According to Muranetz, the property manager told the residents that the home’s insurance was going to be a problem because of their nontraditional living arrangement. She said the owner is based overseas.
Muranetz doesn’t think that a 6,000-square-foot home is something that a typical family would look for.
“It’s a very big house,” she said. “I doubt that one family would want to rent it for $6,300 a month.”
The Vancouver Collective House Network counts almost 50 shared homes in and around the city. They vary in size and the number of residents.
A collective house is quite different from cohousing and cooperative housing models. It’s a home where residents share living space, food, and house chores.
“The city needs to support collective housing as a strategy to provide affordable housing,” Muranetz said.
She believes that this approach could unlock housing stock in vacant investment properties in neighbourhoods across the city.
Muranetz also thinks that it could work to house seniors, single moms, and others who share common situations.
At a recent forum on housing, Muranetz brought the topic up with councillor Geoff Meggs of the ruling Vision Vancouver party.
Meggs told the Straight in a phone interview that he has asked city staff to see what can be done.
The second-term councillor noted that the city’s role may be similar to what it’s doing with respect to cultural spaces, which is to “facilitate or demonstrate to both landlords and potential groups of renters how to prepare themselves for a good relationship, rather than get involved”.
“The model she proposes is exactly how I lived all the way through university, sharing homes with people on a joint-tenancy basis,” Meggs recalled.
What’s new this time is that the current generation has the Internet and web-based tools to connect with potential housemates, according to the Vision councillor.
Meggs said that property owners are often wary about renting to groups of mostly untethered people. “Landlords would want to know that there was someone responsible for the property though a lease,” he said. “That’s just common sense.”
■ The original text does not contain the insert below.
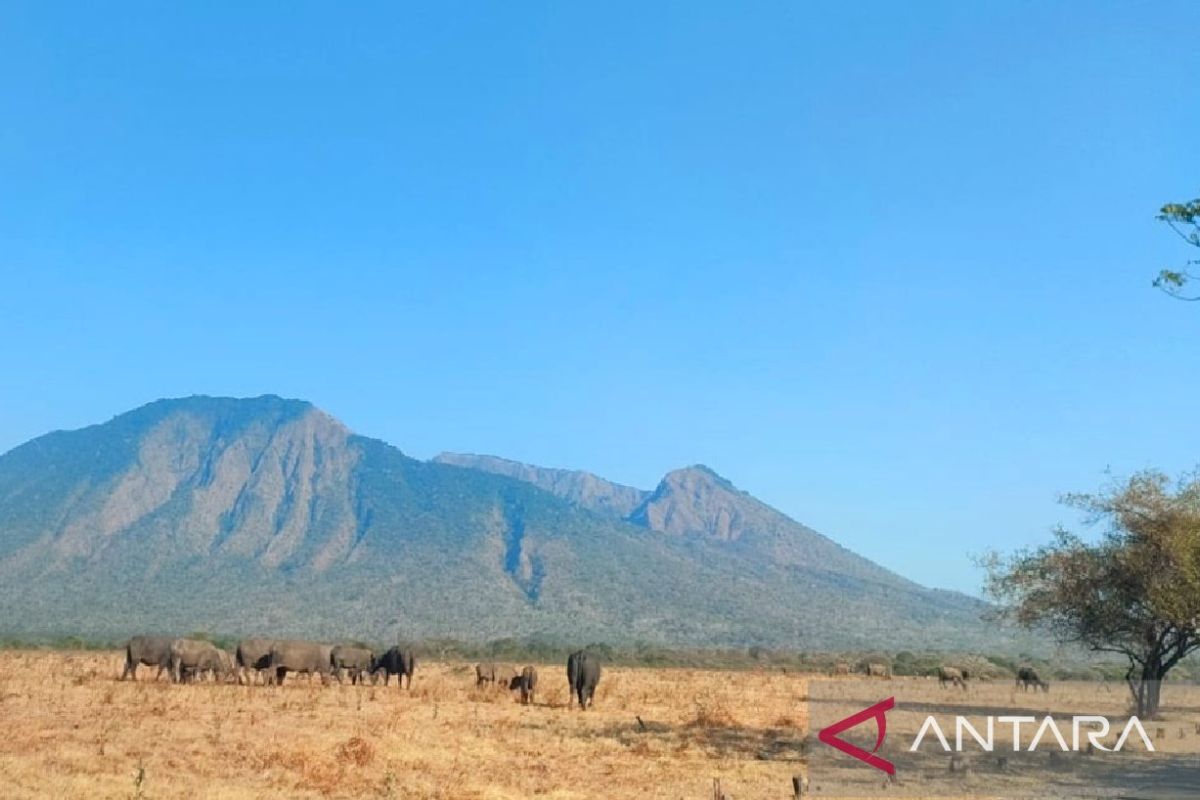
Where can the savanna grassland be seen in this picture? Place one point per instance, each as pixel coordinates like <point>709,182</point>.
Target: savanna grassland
<point>71,729</point>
Meggs also indicated that he’s interested to know how many big houses in the city are left unoccupied for sale by investor-owners.
According to Muranetz, at least 40 percent of estates in the Shaughnessy neighbourhood alone are vacant.
She plans to apply for a grant under Vancouver’s Greenest City 2020 initiative to develop a tool kit to support collective-housing efforts.
Although she has lost the Light House, she and her documentary-filmmaker partner have moved into another collective house, a 7,000-square-foot mansion on Southwest Marine Drive. Their rent is $900 a month for one bedroom.
“It’s a Spanish mansion on the river,” Muranetz said. “And it’s even more beautiful than the one we were just in.”